Saturday, February 13, 2010

HAMLET: POEM UNLIMITED by Harold Bloom

Hamlet: Poem Unlimited is a too, too self-limited little book from Harold Bloom Ltd., the one-man critical industry that has given us such essential titles as The Anxiety of Influence, The Visionary Company and The Western Canon, as well as the seemingly unlimited Bloom's Critical Views series, which almost no one (I suspect) actually reads. (I hope I'm wrong about that.) As is the case with all of Bloom's books, Hamlet contains in its 150 pages much to agree and to disagree with. Highly questionable assertions, phrased in self-parodic Bloomian hyperbole, lie alongside readings that are deeply and genuinely insightful. Although, due to size limitations, these are rarely followed up. Why, one wonders, did the obsessively prolific Bloom turn in so short a book on so central a work? Perhaps because Shakespeare: The Invention of the Human was really a long commentary on Hamlet and Falstaff disguised as a consideration of all the plays.
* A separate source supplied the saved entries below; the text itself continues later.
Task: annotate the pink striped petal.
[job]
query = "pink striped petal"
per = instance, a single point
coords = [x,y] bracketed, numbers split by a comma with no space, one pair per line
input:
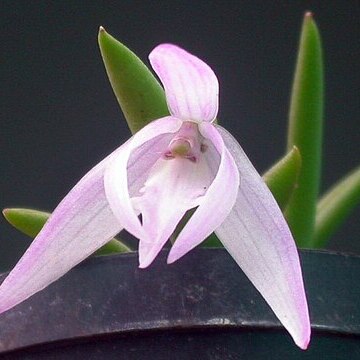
[118,173]
[80,224]
[258,238]
[216,204]
[191,87]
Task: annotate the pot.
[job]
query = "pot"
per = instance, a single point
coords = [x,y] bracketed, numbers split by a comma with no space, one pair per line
[201,307]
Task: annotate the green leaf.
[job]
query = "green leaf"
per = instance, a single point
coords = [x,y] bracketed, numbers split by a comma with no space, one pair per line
[282,177]
[305,132]
[141,97]
[30,222]
[335,206]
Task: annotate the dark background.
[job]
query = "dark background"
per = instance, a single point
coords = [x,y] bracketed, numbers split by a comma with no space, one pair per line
[59,116]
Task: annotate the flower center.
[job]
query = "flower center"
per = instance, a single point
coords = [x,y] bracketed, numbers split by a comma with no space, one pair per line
[185,144]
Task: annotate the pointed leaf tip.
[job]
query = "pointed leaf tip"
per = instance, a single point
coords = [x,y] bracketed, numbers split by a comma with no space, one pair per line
[305,131]
[335,206]
[139,94]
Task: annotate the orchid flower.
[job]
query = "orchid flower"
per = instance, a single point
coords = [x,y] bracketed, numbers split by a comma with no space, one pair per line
[180,162]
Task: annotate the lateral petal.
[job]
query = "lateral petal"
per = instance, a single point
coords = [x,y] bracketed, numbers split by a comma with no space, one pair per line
[80,224]
[257,236]
[119,171]
[191,87]
[217,202]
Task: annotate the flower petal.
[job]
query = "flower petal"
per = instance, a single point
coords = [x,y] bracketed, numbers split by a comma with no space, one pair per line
[217,202]
[119,171]
[173,187]
[80,224]
[258,238]
[191,87]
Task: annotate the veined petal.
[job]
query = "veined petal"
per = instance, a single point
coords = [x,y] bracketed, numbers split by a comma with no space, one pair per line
[118,173]
[256,235]
[80,224]
[217,202]
[173,187]
[191,87]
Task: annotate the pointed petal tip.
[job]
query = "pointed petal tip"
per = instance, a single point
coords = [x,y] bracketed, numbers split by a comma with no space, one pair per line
[304,342]
[171,258]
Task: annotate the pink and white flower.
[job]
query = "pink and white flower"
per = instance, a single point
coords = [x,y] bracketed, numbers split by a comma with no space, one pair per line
[180,162]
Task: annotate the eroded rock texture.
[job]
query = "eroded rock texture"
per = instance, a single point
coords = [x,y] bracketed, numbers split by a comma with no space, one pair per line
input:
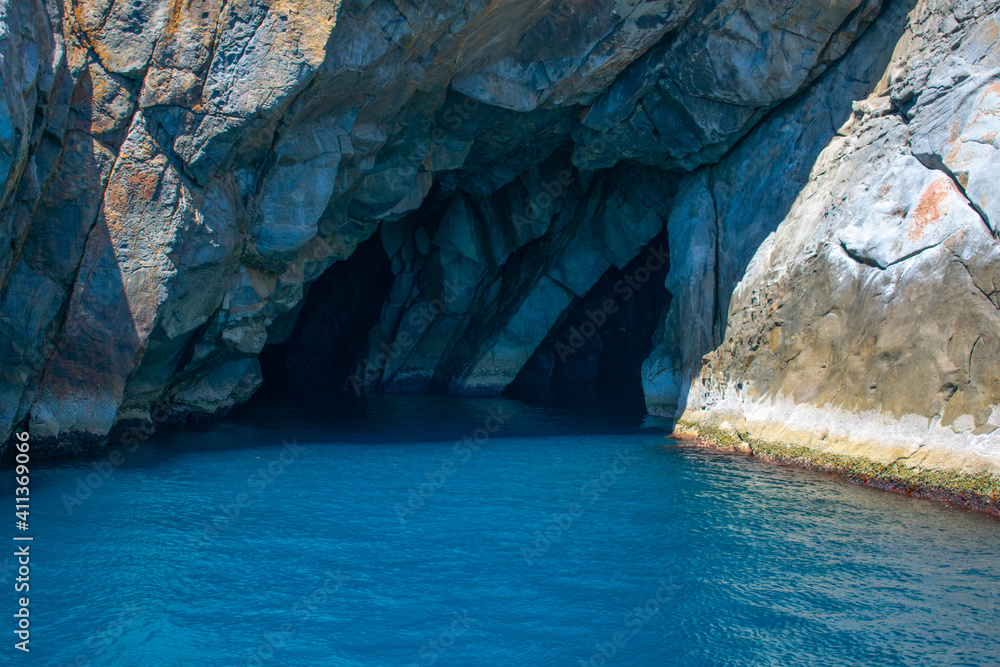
[866,321]
[178,175]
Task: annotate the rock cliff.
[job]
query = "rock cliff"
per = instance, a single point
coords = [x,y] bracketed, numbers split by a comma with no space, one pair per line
[458,197]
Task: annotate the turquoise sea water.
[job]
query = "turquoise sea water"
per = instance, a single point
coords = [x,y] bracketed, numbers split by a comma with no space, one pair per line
[313,533]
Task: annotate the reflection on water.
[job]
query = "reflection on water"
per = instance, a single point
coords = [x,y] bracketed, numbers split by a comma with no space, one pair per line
[406,530]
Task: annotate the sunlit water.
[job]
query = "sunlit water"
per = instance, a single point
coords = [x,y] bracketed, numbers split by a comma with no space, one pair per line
[568,537]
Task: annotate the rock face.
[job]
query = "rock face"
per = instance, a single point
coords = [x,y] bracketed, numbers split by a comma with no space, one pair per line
[864,325]
[819,178]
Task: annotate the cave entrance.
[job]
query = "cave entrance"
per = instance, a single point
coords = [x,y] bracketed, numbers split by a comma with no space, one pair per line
[604,337]
[318,344]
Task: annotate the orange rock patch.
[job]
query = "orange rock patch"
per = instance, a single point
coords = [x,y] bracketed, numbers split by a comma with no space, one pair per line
[929,211]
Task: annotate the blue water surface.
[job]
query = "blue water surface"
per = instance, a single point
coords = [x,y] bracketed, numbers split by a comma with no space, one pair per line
[316,532]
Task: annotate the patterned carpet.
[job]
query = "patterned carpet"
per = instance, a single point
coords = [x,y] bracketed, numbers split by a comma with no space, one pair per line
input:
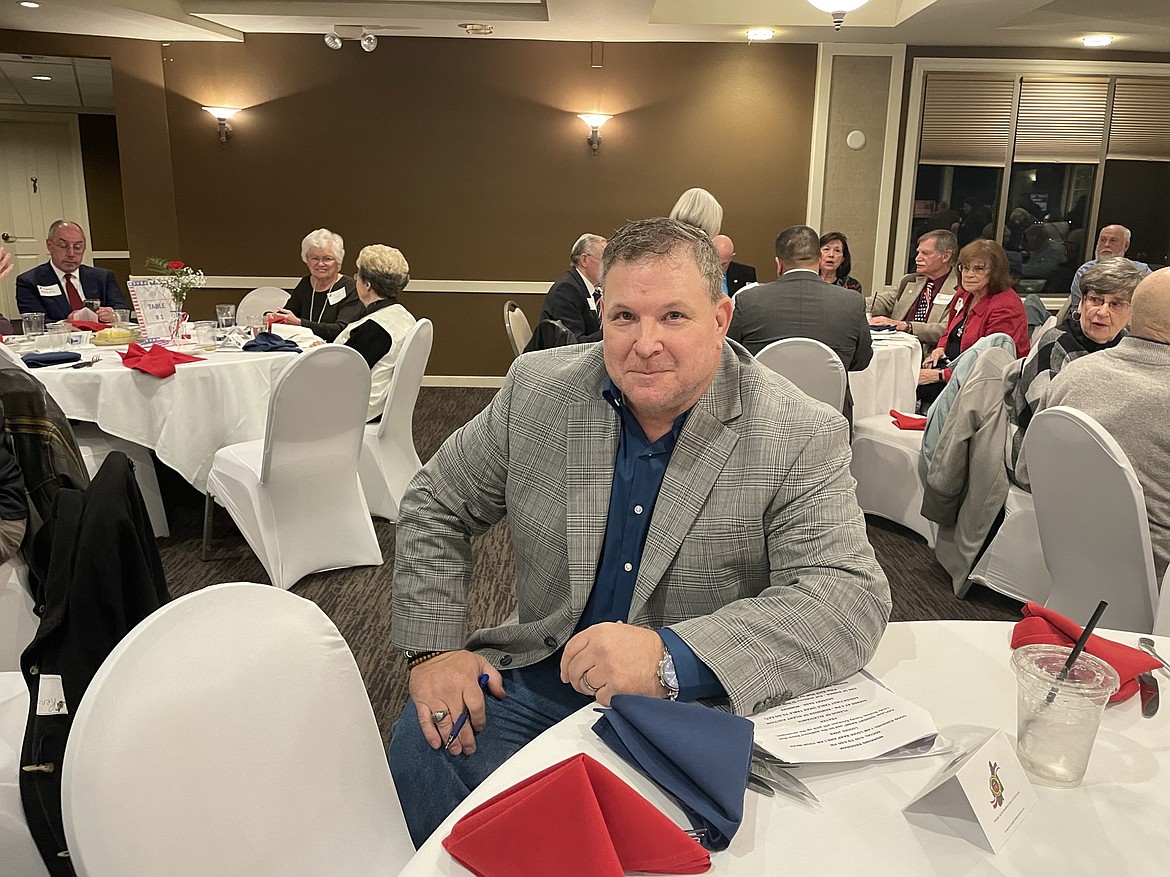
[358,600]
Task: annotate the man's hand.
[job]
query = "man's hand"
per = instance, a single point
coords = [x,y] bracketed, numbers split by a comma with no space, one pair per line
[447,684]
[612,658]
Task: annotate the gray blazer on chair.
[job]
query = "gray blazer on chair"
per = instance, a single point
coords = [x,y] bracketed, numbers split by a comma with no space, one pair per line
[757,556]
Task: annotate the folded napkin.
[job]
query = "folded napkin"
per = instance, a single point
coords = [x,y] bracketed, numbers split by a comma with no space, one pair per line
[39,360]
[1041,626]
[699,755]
[573,817]
[907,421]
[269,342]
[156,359]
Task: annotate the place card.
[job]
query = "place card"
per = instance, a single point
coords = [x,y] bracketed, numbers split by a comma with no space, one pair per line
[985,785]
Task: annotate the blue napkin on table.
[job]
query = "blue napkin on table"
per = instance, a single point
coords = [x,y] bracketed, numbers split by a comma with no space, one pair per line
[270,342]
[39,360]
[699,755]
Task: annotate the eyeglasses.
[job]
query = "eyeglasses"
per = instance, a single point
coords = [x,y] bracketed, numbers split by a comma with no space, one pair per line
[1116,305]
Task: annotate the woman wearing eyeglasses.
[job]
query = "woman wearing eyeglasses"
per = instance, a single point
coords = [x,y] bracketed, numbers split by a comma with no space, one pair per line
[324,302]
[984,303]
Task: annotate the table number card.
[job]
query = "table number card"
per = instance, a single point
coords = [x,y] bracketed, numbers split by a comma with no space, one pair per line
[155,308]
[988,784]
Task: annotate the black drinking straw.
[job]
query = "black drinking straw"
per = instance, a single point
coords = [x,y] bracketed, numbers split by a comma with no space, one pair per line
[1076,649]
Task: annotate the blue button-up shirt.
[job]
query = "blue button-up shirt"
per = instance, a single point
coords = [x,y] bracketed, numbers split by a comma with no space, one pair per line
[638,474]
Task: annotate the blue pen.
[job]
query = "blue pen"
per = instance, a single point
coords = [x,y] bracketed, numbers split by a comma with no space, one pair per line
[463,716]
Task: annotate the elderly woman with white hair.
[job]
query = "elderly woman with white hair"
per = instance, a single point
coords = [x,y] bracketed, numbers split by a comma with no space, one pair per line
[324,302]
[378,336]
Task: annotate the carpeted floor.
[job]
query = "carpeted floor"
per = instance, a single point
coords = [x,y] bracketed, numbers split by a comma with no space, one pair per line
[358,600]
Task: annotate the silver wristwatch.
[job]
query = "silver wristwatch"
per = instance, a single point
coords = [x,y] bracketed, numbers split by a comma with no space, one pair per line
[667,676]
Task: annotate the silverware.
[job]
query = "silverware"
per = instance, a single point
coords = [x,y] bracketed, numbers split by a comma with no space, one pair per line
[1148,690]
[1147,644]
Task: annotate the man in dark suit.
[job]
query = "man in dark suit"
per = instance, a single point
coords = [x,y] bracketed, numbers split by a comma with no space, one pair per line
[735,275]
[61,285]
[802,305]
[573,298]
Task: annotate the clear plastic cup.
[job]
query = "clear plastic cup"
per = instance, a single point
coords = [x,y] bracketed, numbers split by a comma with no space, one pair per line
[1057,722]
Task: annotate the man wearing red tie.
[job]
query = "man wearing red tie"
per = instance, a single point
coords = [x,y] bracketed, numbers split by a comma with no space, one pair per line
[60,287]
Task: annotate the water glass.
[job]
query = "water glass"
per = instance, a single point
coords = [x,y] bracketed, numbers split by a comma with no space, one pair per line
[1057,720]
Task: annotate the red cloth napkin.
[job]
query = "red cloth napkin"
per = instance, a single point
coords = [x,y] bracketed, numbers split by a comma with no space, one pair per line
[157,359]
[907,421]
[1041,626]
[573,817]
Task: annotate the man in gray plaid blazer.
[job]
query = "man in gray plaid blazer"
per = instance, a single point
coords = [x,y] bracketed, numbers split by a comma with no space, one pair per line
[683,520]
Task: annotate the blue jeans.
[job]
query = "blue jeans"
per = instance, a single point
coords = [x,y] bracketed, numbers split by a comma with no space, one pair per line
[432,782]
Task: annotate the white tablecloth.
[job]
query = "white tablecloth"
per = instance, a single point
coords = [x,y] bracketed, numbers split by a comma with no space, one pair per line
[186,418]
[1115,822]
[890,379]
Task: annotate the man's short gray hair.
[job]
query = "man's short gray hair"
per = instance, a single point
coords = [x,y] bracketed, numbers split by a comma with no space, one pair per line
[944,242]
[661,239]
[583,246]
[323,240]
[1113,277]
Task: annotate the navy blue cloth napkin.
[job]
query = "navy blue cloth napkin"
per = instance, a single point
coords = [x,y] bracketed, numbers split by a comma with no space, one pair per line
[39,360]
[699,755]
[270,342]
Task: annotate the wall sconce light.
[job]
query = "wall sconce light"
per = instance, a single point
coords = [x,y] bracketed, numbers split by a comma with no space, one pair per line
[594,121]
[222,114]
[837,8]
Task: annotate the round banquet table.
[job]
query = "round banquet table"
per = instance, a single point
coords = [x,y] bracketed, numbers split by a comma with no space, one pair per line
[186,418]
[1115,821]
[890,379]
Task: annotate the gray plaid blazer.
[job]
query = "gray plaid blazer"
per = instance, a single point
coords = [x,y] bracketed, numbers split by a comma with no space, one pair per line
[757,556]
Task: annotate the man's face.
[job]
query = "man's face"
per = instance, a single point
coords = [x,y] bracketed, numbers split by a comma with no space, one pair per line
[663,337]
[929,261]
[67,248]
[1112,242]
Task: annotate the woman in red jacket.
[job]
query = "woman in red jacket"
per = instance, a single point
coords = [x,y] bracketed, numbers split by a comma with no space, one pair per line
[984,304]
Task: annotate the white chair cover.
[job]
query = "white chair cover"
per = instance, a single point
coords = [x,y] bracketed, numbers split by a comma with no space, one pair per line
[887,465]
[295,495]
[96,444]
[1013,563]
[389,458]
[811,365]
[253,305]
[1091,512]
[18,621]
[517,327]
[231,734]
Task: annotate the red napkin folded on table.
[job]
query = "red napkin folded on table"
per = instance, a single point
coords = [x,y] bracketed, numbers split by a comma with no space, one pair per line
[1041,626]
[573,817]
[157,360]
[907,421]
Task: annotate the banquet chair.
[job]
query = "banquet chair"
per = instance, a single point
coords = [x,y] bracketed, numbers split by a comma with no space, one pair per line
[1091,512]
[389,458]
[295,494]
[252,306]
[231,734]
[517,327]
[811,365]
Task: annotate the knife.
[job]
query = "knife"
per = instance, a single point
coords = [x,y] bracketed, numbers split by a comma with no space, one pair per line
[1148,690]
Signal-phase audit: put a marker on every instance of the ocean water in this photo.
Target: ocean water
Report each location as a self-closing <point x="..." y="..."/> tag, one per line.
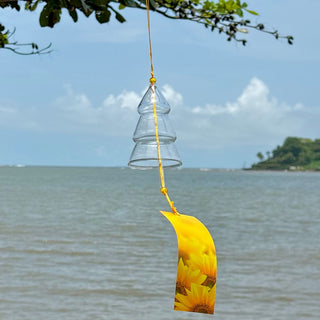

I would've preferred a 400-page book in which Bloom performs a microscopically close reading of the play and expands upon his insight--this little book's best moment--that the "How all occasions" soliloquy is the point at which Hamlet's theatricality parts ways with his inwardness. Bloom is very good on the theatricality here, but the exact nature of that inwardness seems to defeat the self-proclaimed Brontosaurus Bardolator--a defeat Bloom shares with virtually everyone who has thought deeply about the play. The great difficulty of Hamlet --and Bloom knows this, because his work taught it to me--lies in the fact that Hamlet's mind encompasses infinite space while ours, whoever we may be, are relatively nutshelled. Mr. Harold Bloom writes with relish of the internal organs of poems and novels, but Hamlet: Poem Unlimited is one of those rare instances where he writes less than enough.

2 comments:

David said...

An interesting post. I'll look for this book because I try to read everything Bloom writes about Shakespeare. It's true that sometimes it's easy to disagree with him but his passion is out of question. Nowadays most critical essays lack passion. That's why I think Bloom is so important.

Joe Miller said...

I think Bloom tries to hard to negate any influence that Hamlet's peers might have over him; it's not like he's a monad isolated from the rest of Elsinore.